The council, Hansen said, was advised to see if excess energy was possible. After studying the B. Stanley Pons and Martin Fleischmann cold fusion experiment, the council unanimously voted to allocate $5 million for further cold fusion experiments. Now, the council oversees the use of the funds and reports developments to the Legislature.

As a council member, Hansen said he has received pressure from both sides of the issue. Since Pons' and Fleischmann's announcement, Hansen said lots of people have wanted to get involved. Recently, he was even put on the mailing list of the Flat Earth people.

"Hours have been spent on the phone being told not to vote this money and then being told to vote this money," he said.
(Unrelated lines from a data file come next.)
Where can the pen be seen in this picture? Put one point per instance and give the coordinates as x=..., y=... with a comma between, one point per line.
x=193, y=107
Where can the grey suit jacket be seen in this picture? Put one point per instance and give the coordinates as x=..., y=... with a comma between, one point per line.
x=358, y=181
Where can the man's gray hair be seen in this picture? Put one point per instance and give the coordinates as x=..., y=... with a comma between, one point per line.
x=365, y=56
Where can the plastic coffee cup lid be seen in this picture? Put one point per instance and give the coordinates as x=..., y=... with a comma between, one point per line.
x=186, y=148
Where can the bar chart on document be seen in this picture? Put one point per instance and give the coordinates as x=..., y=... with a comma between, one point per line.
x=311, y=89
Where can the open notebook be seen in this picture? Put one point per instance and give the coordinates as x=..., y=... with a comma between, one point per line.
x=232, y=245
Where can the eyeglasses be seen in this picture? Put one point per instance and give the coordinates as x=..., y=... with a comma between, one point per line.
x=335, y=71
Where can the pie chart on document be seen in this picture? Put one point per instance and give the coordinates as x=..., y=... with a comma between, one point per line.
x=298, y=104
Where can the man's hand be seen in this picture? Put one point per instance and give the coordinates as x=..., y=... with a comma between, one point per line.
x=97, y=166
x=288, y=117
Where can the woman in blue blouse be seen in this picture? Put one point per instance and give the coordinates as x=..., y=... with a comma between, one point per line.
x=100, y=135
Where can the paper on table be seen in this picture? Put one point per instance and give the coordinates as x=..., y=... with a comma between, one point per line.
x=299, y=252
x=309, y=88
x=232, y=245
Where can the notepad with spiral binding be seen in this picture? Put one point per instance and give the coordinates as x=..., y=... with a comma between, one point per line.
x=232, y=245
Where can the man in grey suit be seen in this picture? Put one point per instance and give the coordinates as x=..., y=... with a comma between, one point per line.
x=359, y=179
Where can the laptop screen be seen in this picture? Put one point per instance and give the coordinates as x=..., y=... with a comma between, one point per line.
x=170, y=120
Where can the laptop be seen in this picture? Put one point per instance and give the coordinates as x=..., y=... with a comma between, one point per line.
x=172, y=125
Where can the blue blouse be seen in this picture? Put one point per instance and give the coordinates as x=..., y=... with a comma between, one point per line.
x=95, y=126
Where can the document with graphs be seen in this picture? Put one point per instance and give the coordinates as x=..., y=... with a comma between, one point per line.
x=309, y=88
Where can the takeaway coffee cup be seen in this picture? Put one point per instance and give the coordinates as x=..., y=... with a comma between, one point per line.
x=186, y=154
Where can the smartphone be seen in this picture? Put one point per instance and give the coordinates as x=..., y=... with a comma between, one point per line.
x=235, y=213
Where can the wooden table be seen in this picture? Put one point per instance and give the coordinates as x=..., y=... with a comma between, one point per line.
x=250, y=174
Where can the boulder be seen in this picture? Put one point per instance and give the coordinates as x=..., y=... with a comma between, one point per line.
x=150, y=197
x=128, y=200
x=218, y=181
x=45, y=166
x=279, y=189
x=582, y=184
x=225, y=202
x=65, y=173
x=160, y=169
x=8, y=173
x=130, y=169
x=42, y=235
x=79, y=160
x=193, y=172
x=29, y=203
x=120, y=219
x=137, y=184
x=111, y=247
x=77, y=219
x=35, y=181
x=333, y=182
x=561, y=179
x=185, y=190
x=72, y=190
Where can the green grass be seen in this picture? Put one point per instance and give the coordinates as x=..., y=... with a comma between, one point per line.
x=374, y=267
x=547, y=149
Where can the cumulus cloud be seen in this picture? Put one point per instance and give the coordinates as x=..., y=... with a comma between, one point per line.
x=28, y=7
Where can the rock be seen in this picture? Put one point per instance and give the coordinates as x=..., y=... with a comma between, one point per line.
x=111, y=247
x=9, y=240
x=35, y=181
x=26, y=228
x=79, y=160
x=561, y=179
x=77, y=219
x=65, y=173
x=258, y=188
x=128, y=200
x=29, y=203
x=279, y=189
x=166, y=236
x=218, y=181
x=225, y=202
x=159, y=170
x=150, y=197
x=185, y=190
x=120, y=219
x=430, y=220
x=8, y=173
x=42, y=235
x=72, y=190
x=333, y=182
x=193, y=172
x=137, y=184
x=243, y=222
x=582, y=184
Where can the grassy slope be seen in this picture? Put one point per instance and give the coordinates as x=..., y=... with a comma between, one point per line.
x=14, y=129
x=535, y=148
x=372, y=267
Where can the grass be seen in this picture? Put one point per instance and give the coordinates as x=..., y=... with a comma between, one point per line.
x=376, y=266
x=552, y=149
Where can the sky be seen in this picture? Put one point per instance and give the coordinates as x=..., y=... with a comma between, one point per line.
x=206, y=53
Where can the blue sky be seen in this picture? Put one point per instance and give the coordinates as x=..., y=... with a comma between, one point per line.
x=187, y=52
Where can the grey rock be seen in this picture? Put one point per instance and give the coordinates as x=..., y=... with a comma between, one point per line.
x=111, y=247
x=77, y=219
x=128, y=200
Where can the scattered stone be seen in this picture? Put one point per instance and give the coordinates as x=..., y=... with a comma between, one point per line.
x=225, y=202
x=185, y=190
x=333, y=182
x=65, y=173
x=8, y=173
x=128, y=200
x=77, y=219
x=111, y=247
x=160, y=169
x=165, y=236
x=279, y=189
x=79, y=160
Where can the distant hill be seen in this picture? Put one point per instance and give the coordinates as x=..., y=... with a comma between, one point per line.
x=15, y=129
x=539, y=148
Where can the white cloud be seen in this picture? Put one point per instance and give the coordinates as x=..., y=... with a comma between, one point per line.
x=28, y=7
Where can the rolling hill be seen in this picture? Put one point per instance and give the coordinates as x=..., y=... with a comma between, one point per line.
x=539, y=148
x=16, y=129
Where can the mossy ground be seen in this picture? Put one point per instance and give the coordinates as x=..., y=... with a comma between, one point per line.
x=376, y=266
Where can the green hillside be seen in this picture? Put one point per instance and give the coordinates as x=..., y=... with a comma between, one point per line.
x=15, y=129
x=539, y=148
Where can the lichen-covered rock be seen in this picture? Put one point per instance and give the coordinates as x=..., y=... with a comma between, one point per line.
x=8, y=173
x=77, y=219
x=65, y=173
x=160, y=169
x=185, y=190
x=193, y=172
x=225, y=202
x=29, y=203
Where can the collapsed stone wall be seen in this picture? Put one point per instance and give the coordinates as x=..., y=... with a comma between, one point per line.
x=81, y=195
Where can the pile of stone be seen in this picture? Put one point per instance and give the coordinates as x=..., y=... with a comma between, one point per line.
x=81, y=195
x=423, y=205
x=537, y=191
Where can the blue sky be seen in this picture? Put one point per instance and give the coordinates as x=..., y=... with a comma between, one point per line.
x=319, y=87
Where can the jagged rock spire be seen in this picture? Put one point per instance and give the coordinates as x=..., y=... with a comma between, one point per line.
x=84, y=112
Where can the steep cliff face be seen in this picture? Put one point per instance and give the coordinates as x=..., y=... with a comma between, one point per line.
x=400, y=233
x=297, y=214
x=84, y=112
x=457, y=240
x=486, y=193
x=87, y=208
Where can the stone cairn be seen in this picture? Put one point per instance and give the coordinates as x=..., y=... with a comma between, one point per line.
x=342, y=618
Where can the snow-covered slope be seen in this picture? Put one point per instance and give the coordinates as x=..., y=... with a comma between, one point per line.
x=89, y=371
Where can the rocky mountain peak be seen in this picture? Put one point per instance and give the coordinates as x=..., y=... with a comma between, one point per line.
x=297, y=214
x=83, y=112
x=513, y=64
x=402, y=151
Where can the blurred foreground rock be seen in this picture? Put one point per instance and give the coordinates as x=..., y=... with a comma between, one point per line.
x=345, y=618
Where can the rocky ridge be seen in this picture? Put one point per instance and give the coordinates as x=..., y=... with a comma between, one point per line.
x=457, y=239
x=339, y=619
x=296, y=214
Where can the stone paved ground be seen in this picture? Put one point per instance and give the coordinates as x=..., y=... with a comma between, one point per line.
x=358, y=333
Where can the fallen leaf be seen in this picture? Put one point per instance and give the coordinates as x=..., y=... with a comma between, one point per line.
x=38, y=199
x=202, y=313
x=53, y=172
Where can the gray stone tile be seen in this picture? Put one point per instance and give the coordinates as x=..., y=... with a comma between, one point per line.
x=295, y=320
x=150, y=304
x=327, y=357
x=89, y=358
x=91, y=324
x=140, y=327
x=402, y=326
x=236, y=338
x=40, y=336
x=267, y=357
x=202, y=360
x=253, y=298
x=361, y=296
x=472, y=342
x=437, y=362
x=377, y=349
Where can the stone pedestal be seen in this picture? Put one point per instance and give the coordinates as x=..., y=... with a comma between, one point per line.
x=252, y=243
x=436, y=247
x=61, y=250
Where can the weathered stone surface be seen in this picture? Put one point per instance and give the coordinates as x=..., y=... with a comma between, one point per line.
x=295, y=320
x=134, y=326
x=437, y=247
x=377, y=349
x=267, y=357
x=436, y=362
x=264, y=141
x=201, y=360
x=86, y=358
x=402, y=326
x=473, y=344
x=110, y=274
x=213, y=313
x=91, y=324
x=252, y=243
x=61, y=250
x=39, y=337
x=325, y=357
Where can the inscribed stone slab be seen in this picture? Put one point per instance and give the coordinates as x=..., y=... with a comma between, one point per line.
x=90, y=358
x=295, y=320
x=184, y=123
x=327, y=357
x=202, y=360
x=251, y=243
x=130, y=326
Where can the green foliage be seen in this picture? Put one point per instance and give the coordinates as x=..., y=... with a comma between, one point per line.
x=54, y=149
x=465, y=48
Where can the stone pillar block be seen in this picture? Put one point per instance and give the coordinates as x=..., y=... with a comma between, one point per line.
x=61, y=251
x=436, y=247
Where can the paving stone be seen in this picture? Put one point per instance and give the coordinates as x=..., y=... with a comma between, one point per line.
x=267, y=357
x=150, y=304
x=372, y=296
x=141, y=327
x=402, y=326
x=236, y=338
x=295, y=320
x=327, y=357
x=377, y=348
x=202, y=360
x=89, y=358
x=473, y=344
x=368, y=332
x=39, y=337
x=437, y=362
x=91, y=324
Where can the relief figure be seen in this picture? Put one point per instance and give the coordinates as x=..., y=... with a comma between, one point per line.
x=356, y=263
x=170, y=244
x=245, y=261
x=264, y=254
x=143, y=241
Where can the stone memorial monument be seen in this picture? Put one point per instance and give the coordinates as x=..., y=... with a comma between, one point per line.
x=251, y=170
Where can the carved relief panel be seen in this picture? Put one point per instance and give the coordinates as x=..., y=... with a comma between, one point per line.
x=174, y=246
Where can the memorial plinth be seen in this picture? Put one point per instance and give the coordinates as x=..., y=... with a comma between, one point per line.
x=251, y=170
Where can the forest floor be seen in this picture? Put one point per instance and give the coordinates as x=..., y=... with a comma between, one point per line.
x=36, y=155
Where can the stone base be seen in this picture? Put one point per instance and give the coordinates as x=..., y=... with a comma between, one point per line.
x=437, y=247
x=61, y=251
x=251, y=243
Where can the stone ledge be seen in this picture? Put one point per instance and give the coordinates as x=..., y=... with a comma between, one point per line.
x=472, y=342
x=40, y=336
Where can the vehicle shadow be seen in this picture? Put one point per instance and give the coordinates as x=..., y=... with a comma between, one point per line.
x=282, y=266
"Some people have changed their minds about cold fusion, but in general the world is in a holding pattern," Hansen said. "The world is divided right down the middle. It will be interesting to see how it all shuffles out."

People choose not to believe in Pons' and Fleischmann's cold fusion mainly because "from all known nuclear theory and experiments, it is impossible," he said. Others simply say it is too good to be true. Many scientists do not believe in fusion because all major efforts to duplicate the work and to find fusion products have failed.

"Some do not believe because the wrong people made the discovery," he said. "They (Pons and Fleischmann) are well-known, competent scientists, but not well-known nuclear scientists. They are not even physicists."

Another reason people are against cold fusion is the belief that it is an affront to honored theories about how nuclear reactions proceed, Hansen said.

There are also several reasons others are choosing the pro side. He said the main reason is that the excess heat found in the experiment cannot be explained chemically, so some figure it must be nuclear. And that excess heat has been confirmed by other labs.

"I think what is being observed probably is cold fusion and if so, gradual understanding of the process will bring major new understandings of nuclear physics in condensed matter," he said.

Hansen said that even if the Pons/Fleischmann effect does not have a direct product of significant energy, perhaps further research will discover one.

"It may not be just a phenomenon but a whole realm of phenomena."

Hansen also warned that no experiment should be called false simply because it does not fit current scientific theories. That is "scientific chauvinism," he said.